Making a call or sending a text while on holiday or business in a European Union (EU) country is set to become cheaper this summer.
EPs are expected to vote on Thursday (May 10) for a cut in the price companies can bill customers for calls and texts, while also rubberstamping a maximum fee for data usage.
Catherine Bearder, an MEP for the South East, said the move will prevent any nasty surprises when people return home and open their phone bills.
She said: "Mobile phone companies have been able to get away with, frankly, rip off charges for far too long in my opinion.
"The costs make it prohibitive to use a phone or tablet while in the EU, and the tariffs cause confusion for customers."

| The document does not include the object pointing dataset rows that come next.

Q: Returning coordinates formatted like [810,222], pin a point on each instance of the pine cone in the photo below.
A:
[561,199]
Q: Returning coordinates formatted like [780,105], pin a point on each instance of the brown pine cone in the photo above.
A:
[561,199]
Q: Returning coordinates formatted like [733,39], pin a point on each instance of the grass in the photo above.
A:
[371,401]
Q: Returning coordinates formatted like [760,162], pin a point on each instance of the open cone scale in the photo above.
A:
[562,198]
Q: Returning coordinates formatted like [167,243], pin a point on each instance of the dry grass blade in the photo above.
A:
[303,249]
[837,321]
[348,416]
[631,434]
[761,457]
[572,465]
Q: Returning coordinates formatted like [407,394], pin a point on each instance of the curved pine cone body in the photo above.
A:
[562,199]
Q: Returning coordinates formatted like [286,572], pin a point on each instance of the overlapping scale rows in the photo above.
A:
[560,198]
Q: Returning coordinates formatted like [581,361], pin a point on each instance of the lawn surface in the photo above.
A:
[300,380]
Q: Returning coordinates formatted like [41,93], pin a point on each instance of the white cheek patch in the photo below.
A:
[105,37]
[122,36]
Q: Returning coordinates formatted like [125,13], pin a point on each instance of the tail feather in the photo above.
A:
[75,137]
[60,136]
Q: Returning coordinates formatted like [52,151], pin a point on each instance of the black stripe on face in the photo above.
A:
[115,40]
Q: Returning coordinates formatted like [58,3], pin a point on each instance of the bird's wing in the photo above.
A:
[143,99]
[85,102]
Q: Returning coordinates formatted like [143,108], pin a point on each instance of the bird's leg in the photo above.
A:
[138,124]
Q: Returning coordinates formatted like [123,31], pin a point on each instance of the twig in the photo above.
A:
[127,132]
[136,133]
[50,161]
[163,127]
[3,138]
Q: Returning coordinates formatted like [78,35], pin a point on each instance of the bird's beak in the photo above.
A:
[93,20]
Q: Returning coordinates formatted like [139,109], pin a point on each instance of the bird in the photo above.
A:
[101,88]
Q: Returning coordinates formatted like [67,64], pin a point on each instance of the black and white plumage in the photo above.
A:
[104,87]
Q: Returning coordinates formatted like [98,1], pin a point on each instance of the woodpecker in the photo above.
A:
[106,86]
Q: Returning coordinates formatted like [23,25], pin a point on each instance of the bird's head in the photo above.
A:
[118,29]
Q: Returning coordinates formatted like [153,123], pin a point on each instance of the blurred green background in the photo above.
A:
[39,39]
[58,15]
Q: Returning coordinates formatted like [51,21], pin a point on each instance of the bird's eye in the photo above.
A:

However, MEPs and national Governments struck a deal expected to be rubberstamped on Thursday (May 10) which will see costs reduced from Sunday, July 1.
It means the cost of making a call will be limited to 23p per minute, sending a text will cost 7p and data will be pegged at 56p per megabyte.
At the moment, the top charge for making a call is around 28p, sending a text is about 8p and there is no cap on what firms can charge for data.
But the aim is by 2014 operators will not be able to charge more than 15p for making a call, 5p for sending text and 16p for a megabyte of data.
The European Commission has also said from July 2014 operators will have to open up their networks to providers from other EU countries in an effort to give customers more choice.
Mobile phone users will be able to sign a separate contract and find the best deal when travelling abroad.
Catherine added: "Competition is vital to ensure customers don't feel hamstrung by their mobile phone operator."